Practicality ahead of image
The same might be true of the Employee Assistance Program section, which is headed “Sometimes, life can be overwhelming. The good news is, you’re not alone…”. Here, you can read about Boeing’s counselling services and find phone numbers to book an appointment. Sensible, but I can imagine the debates before it was published: ‘We can’t imply that you might have a nervous breakdown if you work for us; what sort of message would that give off?’.
Real proof that Boeing has decided that practicality should be put ahead of image comes in the Career Transition Resources section. This is largely for people who have been laid off by Boeing – which explains why it cannot be on the intranet. You will find phone numbers and links to employment agencies, job boards and even competitors’ vacancy lists. One link leads to a site (www.reachingout-washington.com) that describes itself as Information & Resources for Laid-off Employees in the Boeing Company in Washington State. While ‘Career Transition Resources’ may be a bit of a euphemism there’s no doubting what this one is about.

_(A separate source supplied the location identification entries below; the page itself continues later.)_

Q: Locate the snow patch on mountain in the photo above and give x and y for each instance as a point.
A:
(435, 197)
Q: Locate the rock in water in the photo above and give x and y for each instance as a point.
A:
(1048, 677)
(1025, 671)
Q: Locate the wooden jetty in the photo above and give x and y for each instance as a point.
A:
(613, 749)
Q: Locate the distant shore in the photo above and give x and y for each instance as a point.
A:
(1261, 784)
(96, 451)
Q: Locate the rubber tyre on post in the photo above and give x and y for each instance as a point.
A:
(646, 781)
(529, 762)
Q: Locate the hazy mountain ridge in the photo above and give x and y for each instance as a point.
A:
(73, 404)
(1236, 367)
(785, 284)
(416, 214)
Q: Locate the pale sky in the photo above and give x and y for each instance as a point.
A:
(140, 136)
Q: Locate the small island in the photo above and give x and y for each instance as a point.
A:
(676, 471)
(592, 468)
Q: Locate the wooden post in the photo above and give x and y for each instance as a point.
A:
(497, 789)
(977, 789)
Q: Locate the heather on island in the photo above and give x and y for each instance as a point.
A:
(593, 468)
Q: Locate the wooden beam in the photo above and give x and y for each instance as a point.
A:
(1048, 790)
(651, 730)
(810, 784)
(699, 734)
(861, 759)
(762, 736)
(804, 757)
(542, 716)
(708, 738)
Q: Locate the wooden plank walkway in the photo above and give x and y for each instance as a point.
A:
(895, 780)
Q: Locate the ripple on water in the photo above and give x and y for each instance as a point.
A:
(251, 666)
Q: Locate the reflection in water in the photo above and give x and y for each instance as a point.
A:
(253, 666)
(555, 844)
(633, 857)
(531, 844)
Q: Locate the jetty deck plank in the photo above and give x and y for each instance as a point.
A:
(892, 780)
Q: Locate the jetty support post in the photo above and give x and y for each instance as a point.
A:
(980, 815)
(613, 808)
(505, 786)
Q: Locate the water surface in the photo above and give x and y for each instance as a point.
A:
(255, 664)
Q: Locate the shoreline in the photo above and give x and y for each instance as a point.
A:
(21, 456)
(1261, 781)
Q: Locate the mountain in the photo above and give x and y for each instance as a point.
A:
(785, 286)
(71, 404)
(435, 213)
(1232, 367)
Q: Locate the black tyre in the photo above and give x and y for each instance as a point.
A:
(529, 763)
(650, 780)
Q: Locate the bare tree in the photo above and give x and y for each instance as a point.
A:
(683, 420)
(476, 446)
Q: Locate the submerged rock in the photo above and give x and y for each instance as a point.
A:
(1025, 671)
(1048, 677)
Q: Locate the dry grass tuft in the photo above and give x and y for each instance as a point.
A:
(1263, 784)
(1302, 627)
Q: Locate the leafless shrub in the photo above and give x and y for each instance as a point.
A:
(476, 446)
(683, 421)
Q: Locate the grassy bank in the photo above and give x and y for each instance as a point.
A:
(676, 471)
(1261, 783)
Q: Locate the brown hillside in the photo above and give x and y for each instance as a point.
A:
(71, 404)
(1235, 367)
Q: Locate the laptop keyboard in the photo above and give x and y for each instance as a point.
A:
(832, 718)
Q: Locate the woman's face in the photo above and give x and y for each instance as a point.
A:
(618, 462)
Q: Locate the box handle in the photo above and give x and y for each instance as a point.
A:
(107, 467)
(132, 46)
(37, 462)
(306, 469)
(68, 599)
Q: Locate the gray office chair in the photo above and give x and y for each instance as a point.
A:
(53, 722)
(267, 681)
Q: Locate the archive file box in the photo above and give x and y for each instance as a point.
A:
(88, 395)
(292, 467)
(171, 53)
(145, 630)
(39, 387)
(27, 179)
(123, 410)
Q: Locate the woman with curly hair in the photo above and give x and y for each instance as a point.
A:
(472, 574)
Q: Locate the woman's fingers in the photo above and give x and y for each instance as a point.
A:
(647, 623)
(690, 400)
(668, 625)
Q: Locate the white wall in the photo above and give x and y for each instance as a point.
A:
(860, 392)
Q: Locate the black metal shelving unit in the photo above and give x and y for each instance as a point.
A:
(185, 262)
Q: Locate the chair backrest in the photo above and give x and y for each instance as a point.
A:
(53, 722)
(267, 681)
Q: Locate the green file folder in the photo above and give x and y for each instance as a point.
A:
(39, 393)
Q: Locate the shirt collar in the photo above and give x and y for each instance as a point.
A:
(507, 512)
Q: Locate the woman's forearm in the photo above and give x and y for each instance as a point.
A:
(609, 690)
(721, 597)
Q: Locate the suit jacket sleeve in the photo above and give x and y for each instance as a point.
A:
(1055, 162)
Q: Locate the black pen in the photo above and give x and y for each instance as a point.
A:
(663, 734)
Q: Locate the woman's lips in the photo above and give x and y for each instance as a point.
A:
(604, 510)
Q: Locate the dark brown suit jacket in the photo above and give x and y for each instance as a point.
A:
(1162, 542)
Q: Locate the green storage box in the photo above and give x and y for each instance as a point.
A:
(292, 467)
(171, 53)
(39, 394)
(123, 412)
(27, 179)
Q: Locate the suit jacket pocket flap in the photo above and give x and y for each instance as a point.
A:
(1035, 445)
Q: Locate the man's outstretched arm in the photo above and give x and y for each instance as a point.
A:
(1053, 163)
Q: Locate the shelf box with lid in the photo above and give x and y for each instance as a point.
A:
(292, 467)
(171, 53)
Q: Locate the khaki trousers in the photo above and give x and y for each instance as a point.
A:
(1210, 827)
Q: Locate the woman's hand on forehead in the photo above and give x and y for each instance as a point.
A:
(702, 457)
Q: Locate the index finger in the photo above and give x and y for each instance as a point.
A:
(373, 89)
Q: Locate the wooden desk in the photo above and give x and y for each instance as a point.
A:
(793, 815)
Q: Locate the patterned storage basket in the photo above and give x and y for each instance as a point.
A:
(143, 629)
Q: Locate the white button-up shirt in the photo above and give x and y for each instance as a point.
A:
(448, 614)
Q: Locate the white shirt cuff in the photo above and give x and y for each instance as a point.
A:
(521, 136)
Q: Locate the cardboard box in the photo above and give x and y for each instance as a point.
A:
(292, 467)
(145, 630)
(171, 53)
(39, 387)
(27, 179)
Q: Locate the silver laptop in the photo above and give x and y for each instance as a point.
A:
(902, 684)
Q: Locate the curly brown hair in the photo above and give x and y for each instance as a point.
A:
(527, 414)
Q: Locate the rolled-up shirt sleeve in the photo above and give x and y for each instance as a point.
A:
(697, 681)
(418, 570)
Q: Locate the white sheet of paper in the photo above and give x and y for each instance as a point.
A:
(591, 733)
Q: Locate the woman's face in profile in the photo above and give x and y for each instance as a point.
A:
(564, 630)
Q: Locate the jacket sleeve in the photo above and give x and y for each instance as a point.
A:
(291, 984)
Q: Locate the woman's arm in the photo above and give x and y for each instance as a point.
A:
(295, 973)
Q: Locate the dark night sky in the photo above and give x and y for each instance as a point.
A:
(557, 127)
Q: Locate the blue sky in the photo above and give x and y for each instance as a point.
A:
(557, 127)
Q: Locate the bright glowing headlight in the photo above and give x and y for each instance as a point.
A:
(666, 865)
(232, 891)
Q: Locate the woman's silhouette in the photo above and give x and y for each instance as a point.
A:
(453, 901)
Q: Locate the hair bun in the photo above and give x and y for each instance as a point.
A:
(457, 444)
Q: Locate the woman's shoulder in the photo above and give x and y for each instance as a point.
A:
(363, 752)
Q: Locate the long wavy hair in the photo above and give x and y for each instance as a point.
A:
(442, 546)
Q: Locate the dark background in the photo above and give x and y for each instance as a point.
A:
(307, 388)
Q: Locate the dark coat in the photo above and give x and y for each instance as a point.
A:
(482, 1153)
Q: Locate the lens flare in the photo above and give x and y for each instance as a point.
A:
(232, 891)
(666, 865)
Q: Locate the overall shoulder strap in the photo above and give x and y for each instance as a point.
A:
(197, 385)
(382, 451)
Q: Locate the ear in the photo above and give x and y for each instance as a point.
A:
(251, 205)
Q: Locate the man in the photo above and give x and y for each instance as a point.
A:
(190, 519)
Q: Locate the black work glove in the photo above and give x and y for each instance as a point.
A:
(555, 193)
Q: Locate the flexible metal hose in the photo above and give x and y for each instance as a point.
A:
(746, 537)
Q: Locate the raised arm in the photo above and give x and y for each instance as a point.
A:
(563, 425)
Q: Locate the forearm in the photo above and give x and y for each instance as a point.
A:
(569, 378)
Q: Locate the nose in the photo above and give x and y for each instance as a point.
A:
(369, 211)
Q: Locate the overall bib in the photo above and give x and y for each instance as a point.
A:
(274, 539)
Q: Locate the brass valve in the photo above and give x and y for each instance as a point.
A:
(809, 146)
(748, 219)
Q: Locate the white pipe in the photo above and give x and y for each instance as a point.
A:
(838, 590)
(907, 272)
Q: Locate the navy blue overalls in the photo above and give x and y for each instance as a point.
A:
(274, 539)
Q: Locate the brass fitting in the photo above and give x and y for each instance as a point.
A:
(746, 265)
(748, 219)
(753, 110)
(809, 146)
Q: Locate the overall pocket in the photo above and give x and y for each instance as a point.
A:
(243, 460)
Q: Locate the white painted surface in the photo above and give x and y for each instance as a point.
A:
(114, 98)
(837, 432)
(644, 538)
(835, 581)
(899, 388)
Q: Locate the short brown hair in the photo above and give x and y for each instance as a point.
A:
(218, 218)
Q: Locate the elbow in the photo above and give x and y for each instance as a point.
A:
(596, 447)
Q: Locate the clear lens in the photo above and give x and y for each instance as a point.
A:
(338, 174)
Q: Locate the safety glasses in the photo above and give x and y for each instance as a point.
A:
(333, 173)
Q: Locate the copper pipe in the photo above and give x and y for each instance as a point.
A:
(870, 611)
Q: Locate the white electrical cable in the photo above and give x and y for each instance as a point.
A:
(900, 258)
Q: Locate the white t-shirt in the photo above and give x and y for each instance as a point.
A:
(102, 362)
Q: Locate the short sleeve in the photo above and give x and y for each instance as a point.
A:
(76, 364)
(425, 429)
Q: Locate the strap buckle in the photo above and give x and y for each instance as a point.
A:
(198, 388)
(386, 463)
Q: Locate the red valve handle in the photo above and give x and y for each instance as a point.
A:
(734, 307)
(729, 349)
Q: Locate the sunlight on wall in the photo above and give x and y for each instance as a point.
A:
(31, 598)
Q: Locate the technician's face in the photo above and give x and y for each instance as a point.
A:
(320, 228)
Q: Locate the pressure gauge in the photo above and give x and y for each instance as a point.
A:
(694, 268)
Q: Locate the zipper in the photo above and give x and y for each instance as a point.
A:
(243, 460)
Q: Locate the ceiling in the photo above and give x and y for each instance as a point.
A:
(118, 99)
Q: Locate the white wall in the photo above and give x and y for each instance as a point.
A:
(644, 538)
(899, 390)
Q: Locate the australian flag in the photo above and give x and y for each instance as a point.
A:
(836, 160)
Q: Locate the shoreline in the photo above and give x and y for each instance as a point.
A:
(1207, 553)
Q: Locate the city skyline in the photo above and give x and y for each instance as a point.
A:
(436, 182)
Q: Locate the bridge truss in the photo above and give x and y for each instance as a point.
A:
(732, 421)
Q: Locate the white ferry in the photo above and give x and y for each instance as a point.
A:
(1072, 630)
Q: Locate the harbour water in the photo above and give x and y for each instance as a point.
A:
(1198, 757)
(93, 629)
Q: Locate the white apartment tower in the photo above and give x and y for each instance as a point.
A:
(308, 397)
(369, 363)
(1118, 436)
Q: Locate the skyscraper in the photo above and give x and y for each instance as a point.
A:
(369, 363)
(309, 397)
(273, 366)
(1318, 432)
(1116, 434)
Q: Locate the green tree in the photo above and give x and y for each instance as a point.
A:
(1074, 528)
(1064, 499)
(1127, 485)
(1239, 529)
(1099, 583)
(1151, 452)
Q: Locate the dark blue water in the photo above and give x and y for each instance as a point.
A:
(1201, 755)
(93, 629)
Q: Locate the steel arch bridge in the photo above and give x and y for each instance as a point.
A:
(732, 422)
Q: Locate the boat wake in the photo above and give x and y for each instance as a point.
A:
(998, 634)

Nerve but the Challenge is missing
It all shows great nerve, and makes great sense. Intranets and public internet sites are increasingly being put under the same management, which will look to share resources between them – and what better way to share than by piling as much as possible on the public site? Use password protection where necessary, but the default position should be: keep it open.
It is a shame Boeing does not have the same attitude in its Ethics section, also linked from every page. This is full of formal Code of Conduct type material, but there is no acknowledgment of the specific (and very hot) water the group has got itself into nor, sadly, of the excellent Ethics Challenge that used to adorn it.
This was an interactive test where you were put in compromising situations and asked to choose how you would react. For example, you go to a supplier’s party, and miraculously you and your colleagues win all the raffle prizes. What do you?
Maybe this turned out to be openness too far. Let’s hope the same does not happen to the other refreshingly transparent parts of the site.